Work in progress – do not distribute

How can ‘change management’ make management change management?

Mattias Elg

Division of Quality Technology and Management

Department of Management and Engineering

Linköping university, Sweden

and

The Jönköping Academy for Improvement of Health and Welfare

Jönköping University, Sweden

Introduction

The following paper presents an overview of management trends in Swedish healthcare during the latest 20 years. Much has been written about how to manage and organize change. Witness for instance the popularity of the subject by Kotter (1995), Beer and Nohria (2000), Kanter (1990), and Peters and Waterman (1982). The ambition to summarize this period of research will inevitably be selective. Therefore the discussion will be directed towards some of the aspects that I find particularly important. By the notion of ‘management trends’, I refer to two things that will be discussed in detail. First, management trends refer to specific management concepts that have been introduced, developed, institutionalized and sometimes even abandoned in various healthcare contexts. Examples of such concepts are Quality Improvement, Balanced Scorecard, Lean production and Patient Involvement. Second, I will refer to management trends in relation to a process of how to organize for sustainable change. In short, management trends involve both a content dimension (e.g. the concept) and a process dimension (e.g. the way that healthcare organizations organize their efforts). These two sides of the coin are also sometimes added by a third dimension: the context in focus. Michael Beer, a prominent researcher within the field discusses the dilemma of these aspects by asking if it is the seed or the soil that matters in change management. This is a question of vital importance; giving us plenty of food for thought.

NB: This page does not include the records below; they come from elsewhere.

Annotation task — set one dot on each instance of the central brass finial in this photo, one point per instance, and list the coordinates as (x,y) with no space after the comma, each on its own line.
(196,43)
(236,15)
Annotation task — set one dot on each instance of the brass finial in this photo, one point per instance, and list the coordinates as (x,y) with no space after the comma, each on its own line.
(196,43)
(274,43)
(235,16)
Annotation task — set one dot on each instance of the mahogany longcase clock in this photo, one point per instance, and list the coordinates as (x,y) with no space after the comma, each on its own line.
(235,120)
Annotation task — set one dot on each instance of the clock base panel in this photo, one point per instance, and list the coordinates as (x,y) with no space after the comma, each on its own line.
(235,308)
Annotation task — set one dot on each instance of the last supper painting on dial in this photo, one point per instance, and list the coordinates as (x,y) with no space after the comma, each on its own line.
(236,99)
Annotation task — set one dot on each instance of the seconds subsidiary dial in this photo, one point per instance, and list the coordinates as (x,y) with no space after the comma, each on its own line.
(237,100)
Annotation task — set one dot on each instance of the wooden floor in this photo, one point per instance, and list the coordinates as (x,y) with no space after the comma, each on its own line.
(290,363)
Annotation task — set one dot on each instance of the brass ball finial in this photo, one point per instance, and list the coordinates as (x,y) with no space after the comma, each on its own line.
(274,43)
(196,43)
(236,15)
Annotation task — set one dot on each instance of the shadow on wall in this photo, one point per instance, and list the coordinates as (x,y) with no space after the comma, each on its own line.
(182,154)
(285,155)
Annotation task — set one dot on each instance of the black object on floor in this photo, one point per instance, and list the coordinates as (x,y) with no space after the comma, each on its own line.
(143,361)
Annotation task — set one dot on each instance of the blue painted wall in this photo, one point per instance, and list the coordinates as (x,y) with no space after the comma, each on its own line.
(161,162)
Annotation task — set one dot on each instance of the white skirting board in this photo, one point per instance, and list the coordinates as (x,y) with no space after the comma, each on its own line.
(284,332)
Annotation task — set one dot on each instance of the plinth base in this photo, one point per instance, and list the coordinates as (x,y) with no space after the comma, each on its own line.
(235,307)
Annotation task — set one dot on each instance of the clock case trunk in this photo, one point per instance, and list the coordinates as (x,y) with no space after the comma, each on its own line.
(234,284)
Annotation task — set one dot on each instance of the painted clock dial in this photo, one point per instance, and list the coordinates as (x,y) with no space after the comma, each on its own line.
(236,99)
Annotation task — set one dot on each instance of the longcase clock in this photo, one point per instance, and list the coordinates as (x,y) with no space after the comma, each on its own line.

There are thus many different questions that change management need to answer. People need to keep attention towards new ideas. This is a problem because organizations are more focused on harvesting and protecting current practices rather than devoting themselves to innovation activities and creative endeavors. Words such as inertia and path dependence are better in describing what is going on in our organizations. So a big challenge for change managers is to manage good ideas into practice (Van de Ven, 1984). Organizational researchers point out that independently of the type of innovative idea (e.g. lean, process orientation, new reimbursement models, structural changes), there is a need for knowledge of principles and concepts for understanding the social and political dynamics involved in change management.

A general assumption in relevant research studies is that healthcare organizations exist and operate under various conditions. This requires that change management strategies must be flexible and their applications adapted to the individual organization’s own history and conditions. Proceeding from this assumption, there are a series of questions that may be addressed in initiatives in change management:

·  How do we create awareness of the need for change? This question puts emphasis on the driving forces behind improvements and change.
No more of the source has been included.